If Alembic doesn't seem suitable, here are other standalone DB migration tools I found after some searching:
Great high level overview: "Get Your Database Under Version Control"
Handy article on low-level SQL migrations (don't think they ever published a pt 2)
We are currently proceeding by just removing anything complicated related to tags
s (search by tags) and assuming that if the user wants that sort of more advanced functionality, that they'll build it themselves by referencing the metadata
On reconsideration, maybe this change will be simple enough (and with a lean enough footprint) that we don't need anything more than a quick Python script to forward-only migrate? I still think we should start to educate ourselves & prepare for how we'll handle this in future.
right now testing and the demo notebook needs fixing
Discussion with @choccccy perhaps sheds a light on why we had this inconsistency in the first place. The more rigid structure (in the data & doc classes) allowed the conjunctive or subjunctive tag selection as part of query.

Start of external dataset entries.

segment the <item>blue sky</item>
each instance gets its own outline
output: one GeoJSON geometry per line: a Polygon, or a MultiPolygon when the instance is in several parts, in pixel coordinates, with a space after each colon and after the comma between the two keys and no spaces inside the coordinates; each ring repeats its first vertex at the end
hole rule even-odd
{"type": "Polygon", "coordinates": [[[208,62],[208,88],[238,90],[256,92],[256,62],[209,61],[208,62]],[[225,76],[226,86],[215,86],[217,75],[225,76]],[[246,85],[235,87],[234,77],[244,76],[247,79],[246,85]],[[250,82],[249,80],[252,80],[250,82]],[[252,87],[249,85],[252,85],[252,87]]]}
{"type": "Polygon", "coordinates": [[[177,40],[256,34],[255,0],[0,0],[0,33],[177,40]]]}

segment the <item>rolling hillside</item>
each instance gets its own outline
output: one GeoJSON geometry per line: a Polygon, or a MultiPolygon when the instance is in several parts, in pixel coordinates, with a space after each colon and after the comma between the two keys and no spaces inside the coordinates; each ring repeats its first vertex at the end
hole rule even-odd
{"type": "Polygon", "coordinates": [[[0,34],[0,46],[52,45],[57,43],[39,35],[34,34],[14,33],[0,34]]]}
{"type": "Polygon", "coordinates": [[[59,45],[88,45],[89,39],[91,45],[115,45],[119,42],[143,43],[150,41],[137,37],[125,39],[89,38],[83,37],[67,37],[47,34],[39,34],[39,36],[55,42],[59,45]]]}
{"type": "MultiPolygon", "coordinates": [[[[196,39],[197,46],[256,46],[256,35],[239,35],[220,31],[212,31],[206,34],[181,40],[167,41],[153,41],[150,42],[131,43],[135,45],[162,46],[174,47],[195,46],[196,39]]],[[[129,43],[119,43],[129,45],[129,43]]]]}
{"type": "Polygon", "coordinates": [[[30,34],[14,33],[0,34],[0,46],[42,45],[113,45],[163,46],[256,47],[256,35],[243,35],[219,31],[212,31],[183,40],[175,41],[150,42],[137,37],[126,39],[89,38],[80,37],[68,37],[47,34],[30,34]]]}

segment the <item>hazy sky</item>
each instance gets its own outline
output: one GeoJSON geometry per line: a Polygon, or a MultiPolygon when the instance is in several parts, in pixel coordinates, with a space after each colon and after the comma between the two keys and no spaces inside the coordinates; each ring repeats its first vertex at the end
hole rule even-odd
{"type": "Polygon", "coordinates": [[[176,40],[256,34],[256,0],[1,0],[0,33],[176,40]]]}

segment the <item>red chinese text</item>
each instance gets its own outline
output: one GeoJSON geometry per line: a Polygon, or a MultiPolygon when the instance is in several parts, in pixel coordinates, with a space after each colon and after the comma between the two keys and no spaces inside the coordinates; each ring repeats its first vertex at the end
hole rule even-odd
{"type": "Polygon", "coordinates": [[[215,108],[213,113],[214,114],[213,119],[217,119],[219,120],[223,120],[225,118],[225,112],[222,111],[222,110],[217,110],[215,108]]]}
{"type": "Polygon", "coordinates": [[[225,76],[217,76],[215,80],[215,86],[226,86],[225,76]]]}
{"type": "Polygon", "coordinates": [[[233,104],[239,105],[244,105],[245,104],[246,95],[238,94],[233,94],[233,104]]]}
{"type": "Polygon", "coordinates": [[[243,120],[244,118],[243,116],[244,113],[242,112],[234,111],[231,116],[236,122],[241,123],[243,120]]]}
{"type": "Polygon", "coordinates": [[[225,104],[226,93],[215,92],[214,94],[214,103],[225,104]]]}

I think the best way to restore this will be a library of callbacks to specialize the query by tags, for example, to match a top-level key of page 1:
page_one_filt = match_any('page', 1, cast='int')

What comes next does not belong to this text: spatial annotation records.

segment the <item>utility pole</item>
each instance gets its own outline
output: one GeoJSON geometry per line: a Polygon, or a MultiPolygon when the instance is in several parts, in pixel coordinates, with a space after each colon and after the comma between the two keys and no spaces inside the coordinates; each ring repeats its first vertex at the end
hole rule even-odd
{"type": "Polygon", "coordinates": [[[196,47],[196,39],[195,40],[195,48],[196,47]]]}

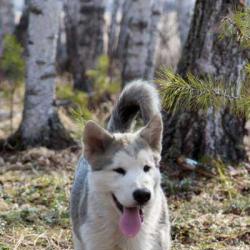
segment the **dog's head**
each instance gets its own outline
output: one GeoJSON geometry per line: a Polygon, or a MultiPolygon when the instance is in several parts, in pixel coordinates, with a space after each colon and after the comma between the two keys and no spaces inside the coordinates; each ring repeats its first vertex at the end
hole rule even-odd
{"type": "Polygon", "coordinates": [[[84,131],[84,156],[92,167],[91,187],[107,195],[121,214],[120,229],[135,236],[144,210],[160,185],[162,120],[155,115],[136,133],[110,134],[89,121],[84,131]]]}

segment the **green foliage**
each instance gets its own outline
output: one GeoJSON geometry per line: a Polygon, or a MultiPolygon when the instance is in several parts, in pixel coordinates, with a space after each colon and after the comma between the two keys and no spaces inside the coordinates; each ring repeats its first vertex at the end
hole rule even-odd
{"type": "Polygon", "coordinates": [[[72,102],[74,108],[71,114],[77,123],[82,125],[85,120],[91,118],[91,112],[88,109],[88,96],[86,93],[79,90],[73,90],[71,85],[59,84],[57,86],[57,97],[72,102]]]}
{"type": "Polygon", "coordinates": [[[120,91],[119,81],[111,81],[109,78],[109,58],[102,55],[98,58],[95,69],[89,70],[87,75],[94,84],[95,99],[99,99],[104,93],[116,94],[120,91]]]}
{"type": "Polygon", "coordinates": [[[218,110],[229,105],[236,113],[250,114],[248,95],[234,95],[234,90],[212,79],[201,80],[192,74],[183,79],[169,70],[162,70],[157,82],[161,86],[163,105],[168,111],[206,111],[210,107],[218,110]]]}
{"type": "MultiPolygon", "coordinates": [[[[236,37],[240,46],[250,48],[250,8],[225,17],[221,23],[220,37],[236,37]]],[[[245,70],[249,75],[249,63],[245,70]]],[[[210,107],[218,110],[227,106],[236,114],[250,115],[248,80],[244,82],[240,95],[236,95],[236,89],[226,87],[223,82],[216,82],[209,77],[199,79],[190,73],[184,79],[163,69],[157,81],[161,85],[163,105],[168,111],[206,111],[210,107]]]]}
{"type": "Polygon", "coordinates": [[[8,80],[15,83],[23,81],[25,71],[25,63],[22,58],[23,48],[13,35],[6,35],[3,44],[0,69],[8,80]]]}
{"type": "Polygon", "coordinates": [[[250,47],[250,8],[244,11],[236,11],[226,16],[221,23],[221,35],[225,37],[236,37],[242,47],[250,47]]]}

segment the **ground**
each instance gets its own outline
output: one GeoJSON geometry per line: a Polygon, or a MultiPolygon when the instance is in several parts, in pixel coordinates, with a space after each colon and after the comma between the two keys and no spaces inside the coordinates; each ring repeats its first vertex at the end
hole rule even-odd
{"type": "MultiPolygon", "coordinates": [[[[0,249],[72,249],[69,193],[80,151],[38,148],[0,158],[0,249]]],[[[249,166],[213,178],[164,177],[173,250],[250,248],[249,166]],[[219,177],[218,177],[219,176],[219,177]]],[[[166,170],[164,171],[166,174],[166,170]]],[[[164,174],[164,176],[165,176],[164,174]]]]}

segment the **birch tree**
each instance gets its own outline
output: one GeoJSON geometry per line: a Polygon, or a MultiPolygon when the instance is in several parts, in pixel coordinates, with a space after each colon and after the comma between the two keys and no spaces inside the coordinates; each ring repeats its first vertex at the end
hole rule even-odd
{"type": "Polygon", "coordinates": [[[3,37],[12,34],[15,27],[13,3],[10,0],[0,0],[0,57],[3,50],[3,37]]]}
{"type": "Polygon", "coordinates": [[[72,142],[53,106],[61,10],[59,0],[30,1],[24,111],[18,131],[25,146],[61,148],[72,142]]]}
{"type": "Polygon", "coordinates": [[[92,86],[86,73],[95,67],[97,58],[103,53],[104,1],[67,0],[65,9],[74,87],[90,93],[92,86]]]}
{"type": "Polygon", "coordinates": [[[177,14],[181,44],[184,46],[189,32],[195,0],[177,0],[177,14]]]}
{"type": "Polygon", "coordinates": [[[117,54],[118,39],[120,33],[121,12],[124,0],[113,0],[108,34],[108,55],[114,57],[117,54]]]}
{"type": "Polygon", "coordinates": [[[119,39],[123,84],[136,78],[153,78],[162,7],[160,0],[125,2],[119,39]]]}
{"type": "MultiPolygon", "coordinates": [[[[220,22],[236,8],[240,0],[197,0],[194,16],[183,56],[177,72],[185,77],[188,72],[223,82],[238,95],[245,80],[246,53],[237,41],[220,39],[220,22]]],[[[243,137],[245,119],[230,113],[210,109],[202,112],[165,114],[163,155],[175,158],[186,155],[220,157],[225,161],[245,159],[243,137]]]]}

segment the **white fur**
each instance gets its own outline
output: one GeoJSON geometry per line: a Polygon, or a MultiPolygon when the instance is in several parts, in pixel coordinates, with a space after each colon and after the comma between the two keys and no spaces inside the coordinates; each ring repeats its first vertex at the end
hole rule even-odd
{"type": "Polygon", "coordinates": [[[167,209],[167,204],[160,187],[160,172],[150,152],[142,150],[135,159],[125,151],[120,151],[114,155],[113,164],[105,171],[90,172],[88,181],[88,220],[80,229],[85,248],[81,248],[79,241],[76,241],[76,250],[169,249],[169,224],[159,225],[160,211],[162,208],[167,209]],[[145,173],[144,165],[149,165],[152,169],[145,173]],[[125,176],[112,171],[117,166],[127,171],[125,176]],[[148,188],[152,197],[144,208],[142,228],[131,239],[124,237],[119,231],[120,211],[114,204],[111,193],[115,194],[122,205],[130,207],[135,205],[132,193],[137,188],[148,188]],[[156,245],[156,234],[161,235],[164,246],[156,245]]]}

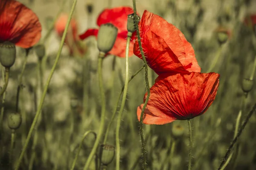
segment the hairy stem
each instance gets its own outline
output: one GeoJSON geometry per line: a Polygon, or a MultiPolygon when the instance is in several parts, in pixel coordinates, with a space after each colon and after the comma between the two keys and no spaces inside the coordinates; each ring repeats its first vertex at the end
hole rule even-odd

result = await DB.search(text='Hello world!', meta_filter=page_one_filt)
Behind the scenes match_any
would be used by the DataDB
class to update the SQL query in injection-safe fashion. I think it adds a bit of syntactic bitterness in exchange for far more generalization/flexibility. As @choccccy already suggested, this would also eliminate the need for the DocDB
class.
@choccccy I know this is tricky, and I'm happy to implement, if it makes sense. We don't need it straight out of the gates, so you can just simplify as we'd already discussed, and I'll come back and add the meta_filter system via a new PR.
Also, since the branch was created without a direct link to this ticket, I'll mention that https://github.com/OoriData/OgbujiPT/tree/normalize-metadata is meant to close this.
testing sorted as of commit 05db4b5, on to sorting out the jupyter notebook
probably acceptable to call this done enough for 0.9.0 release, and i can finish fixing the notebook soon™
ok! i think that's everything. starting a PR
We probably also need to annotate some sort of version metadata on the tables we create. Should be able to use table comments, though we might also need to accept that if a DBA has chosen table comments of their own, we can't automatically do a version check for them.
Interesting, but probably not quite our use-case (more for a rigorous audit mindset): Bemi
OK, now that we have an example of basic metadata criteria check, I'll close this. As more use cases come to light I can expand the repertoire.